Re: Cantor Confusion



In article <1166093706.459154.39710@xxxxxxxxxxxxxxxxxxxxxxxxxxx>,
mueckenh@xxxxxxxxxxxxxxxxx wrote:

Virgil schrieb:

In article <457ecfca@xxxxxxxxxxxxxxxxxxx>,
Tony Orlow <tony@xxxxxxxxxxxxx> wrote:


If the number of levels in the tree is countable,
then every path in the tree is finite, and marked by a specific edge
where the value arises. Is that not true?

If TO means by "level" of a node in a binary tree the number of branches
between it and the root node, then to have every path finite requires
that every path end in a leaf node ( a ode with no child nodes ).
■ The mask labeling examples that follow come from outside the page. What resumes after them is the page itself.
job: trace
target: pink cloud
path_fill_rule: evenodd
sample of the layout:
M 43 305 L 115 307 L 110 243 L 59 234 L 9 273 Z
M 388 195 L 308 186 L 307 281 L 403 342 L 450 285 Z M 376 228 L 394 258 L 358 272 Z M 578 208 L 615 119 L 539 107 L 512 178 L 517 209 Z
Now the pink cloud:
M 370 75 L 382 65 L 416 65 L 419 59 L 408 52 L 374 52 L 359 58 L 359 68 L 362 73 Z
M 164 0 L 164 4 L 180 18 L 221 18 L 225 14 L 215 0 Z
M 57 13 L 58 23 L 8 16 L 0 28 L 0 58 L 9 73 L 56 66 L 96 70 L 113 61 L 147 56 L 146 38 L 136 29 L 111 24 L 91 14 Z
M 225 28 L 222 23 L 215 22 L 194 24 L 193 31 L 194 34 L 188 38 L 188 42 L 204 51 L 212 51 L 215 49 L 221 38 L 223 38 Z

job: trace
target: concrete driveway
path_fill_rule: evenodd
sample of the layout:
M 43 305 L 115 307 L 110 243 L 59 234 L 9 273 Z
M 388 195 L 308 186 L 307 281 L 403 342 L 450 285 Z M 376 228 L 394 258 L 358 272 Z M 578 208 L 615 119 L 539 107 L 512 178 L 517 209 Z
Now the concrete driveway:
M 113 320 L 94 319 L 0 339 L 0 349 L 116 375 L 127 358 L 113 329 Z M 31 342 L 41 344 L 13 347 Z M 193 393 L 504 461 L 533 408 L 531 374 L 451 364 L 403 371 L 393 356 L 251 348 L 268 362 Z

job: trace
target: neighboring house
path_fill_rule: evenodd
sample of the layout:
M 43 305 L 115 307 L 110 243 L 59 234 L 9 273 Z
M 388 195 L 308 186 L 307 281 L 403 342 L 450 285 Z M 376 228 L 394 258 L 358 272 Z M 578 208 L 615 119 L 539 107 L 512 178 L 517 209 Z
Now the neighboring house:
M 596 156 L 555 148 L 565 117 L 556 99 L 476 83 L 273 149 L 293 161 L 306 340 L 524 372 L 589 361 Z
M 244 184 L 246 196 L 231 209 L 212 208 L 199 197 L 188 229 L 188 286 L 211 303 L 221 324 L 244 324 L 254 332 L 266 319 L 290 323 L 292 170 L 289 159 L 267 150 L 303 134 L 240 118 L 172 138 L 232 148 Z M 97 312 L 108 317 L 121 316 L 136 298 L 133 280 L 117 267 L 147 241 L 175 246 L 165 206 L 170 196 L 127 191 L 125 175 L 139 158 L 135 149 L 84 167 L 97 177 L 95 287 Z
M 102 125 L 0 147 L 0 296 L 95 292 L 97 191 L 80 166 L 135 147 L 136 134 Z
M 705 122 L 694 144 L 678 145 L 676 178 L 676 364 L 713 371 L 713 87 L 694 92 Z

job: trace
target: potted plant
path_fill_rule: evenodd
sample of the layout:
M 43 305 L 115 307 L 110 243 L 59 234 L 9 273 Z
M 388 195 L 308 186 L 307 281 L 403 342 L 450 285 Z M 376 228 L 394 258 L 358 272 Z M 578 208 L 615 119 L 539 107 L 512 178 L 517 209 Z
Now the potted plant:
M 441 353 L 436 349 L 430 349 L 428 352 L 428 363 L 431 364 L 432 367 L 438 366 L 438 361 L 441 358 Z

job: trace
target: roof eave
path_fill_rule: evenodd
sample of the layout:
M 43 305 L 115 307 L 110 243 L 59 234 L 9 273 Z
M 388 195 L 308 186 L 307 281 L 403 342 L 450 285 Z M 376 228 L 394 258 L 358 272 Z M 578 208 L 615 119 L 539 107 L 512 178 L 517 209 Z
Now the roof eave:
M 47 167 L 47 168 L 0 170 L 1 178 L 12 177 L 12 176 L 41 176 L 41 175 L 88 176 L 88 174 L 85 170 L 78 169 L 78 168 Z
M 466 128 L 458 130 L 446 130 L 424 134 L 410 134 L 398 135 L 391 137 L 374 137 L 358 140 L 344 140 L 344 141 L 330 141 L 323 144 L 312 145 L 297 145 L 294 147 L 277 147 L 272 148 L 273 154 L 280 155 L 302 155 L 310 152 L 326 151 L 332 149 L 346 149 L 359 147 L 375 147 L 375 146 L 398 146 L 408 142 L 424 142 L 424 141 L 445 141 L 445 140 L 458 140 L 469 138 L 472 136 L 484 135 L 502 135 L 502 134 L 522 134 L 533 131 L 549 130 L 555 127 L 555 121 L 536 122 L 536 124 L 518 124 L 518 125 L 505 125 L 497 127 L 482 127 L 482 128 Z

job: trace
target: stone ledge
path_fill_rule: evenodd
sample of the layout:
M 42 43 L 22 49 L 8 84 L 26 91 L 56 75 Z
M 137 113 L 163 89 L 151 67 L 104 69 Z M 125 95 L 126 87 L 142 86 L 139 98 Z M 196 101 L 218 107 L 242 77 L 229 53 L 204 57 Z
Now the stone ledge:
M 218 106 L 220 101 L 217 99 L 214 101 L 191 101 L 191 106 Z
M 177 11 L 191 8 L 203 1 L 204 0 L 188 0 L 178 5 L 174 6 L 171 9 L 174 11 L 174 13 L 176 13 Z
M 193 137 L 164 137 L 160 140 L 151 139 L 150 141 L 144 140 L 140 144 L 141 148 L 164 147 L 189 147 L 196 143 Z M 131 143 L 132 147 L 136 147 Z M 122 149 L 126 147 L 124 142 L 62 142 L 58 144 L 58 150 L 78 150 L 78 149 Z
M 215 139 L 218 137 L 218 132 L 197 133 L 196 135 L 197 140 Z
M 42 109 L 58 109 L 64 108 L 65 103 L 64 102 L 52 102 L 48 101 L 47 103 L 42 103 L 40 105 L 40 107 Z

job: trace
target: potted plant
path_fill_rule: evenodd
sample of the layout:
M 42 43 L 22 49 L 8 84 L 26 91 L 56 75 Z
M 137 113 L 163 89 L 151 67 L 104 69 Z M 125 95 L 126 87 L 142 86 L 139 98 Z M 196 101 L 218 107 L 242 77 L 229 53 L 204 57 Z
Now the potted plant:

That requires the number of "levels" be finite, not merely countable.

In order to allow infinitely
long strings, you must have an uncountable number of levels in the tree,
in which case 1/3 will exist with a specific edge, infinitely far from
the root node.

There are no such things as trees with uncountably many "levels", at
least according to any standard definition of trees.

And there are no such things as trees with uncountably many paths.

There are in ZFC and NBG. What axiom system does WM refer to in which
there are not?

there is a unique root node at level 0, and each level thereafter is the
successor to a previous level through a connected chain of levels down
to the root.

Therefore we have a continuous growth of patghs separations from 1 to
2^aleph0. Therefore the function 2^n must be continuous

Non sequitur.

Regards, WM
.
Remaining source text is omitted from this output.